Maes
I like big butts!

Posts: 8661
Registered: 07-06 |
I hear of this alleged "hires" mode now and then (the last time it was in a thread about cDoom, and this was my find about it: zilch).
Similarly, an alleged EGA mode would be at most possible with a modified PLAYPAL only mapping to 16 colors but all framebuffer processing would have still to be done at the byte level (thus wasting 4 bits per pixel), and screen refreshes would have been nowhere near as fast. The reason? EGA: 4-bit planar graphics. VGA: 8-bit chunky graphics. In layman terms, it means that in VGA you can simply write a single pixel directly where you want it to.
On EGA, you have to write a single bit to 4 very different parts of the screen buffer for altering a single pixel, so unless you are doing 2D operations like tile-based rendering, bit-blitting, scrolling or solid-color filling (which write to several pixels at once), it would be prohibitive to render something like Doom or Wolf3D.

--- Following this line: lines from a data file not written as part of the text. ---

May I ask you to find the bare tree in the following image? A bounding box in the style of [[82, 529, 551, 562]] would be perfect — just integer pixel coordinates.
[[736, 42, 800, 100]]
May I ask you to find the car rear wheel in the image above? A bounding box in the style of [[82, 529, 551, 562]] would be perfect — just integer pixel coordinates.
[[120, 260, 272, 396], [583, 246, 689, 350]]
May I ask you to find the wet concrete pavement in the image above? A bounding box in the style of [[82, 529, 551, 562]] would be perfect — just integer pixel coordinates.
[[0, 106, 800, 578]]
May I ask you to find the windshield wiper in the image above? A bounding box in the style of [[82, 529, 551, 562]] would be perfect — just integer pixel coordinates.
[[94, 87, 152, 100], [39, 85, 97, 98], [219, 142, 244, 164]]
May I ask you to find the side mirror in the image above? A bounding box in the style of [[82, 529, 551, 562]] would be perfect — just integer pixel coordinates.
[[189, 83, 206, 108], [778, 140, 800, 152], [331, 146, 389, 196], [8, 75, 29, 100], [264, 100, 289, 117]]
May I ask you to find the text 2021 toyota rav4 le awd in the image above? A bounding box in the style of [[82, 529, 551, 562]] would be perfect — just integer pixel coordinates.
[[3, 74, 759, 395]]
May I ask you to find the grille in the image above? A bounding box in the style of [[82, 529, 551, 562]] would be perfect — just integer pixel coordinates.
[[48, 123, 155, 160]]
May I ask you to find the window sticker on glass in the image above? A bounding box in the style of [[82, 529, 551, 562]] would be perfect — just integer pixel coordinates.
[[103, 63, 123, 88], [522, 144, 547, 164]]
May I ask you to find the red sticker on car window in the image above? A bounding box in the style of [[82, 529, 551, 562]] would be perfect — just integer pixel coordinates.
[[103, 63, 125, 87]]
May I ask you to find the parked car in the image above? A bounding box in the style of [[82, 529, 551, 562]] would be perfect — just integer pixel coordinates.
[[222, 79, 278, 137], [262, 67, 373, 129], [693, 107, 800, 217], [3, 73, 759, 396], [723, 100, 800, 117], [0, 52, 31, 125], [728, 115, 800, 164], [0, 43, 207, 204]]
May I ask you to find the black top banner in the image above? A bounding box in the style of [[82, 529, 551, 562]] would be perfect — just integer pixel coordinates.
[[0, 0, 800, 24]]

Really, where did this rumor come from? There's absolutely no remnant or hint of such a mode in the Doom source code release, not even a commented out occurence of "hires". Everything is hardcoded to the resolution defined by SCREENWIDTH = 320 and SCREENHEIGHT = 200, and there is no mechanism for scaling static graphics, and no way to change the size of resolution-size dependent buffers but with a recompilation. Also, drawing functions are pretty much specialized to deal with raw byte-sized pixels, they are not parametrizable or "generic" in any way.
I'd like to check out those COLOR12 and COLOR15 lumps myself, but by the sound of it they must probably be 12-bit (4-4-4 RGB) and 15-bit (5-5-5 RGB) versions of the original PLAYPAL, perhaps intended to use Doom on platforms with lower-fidelity RAMDACs. What's their size?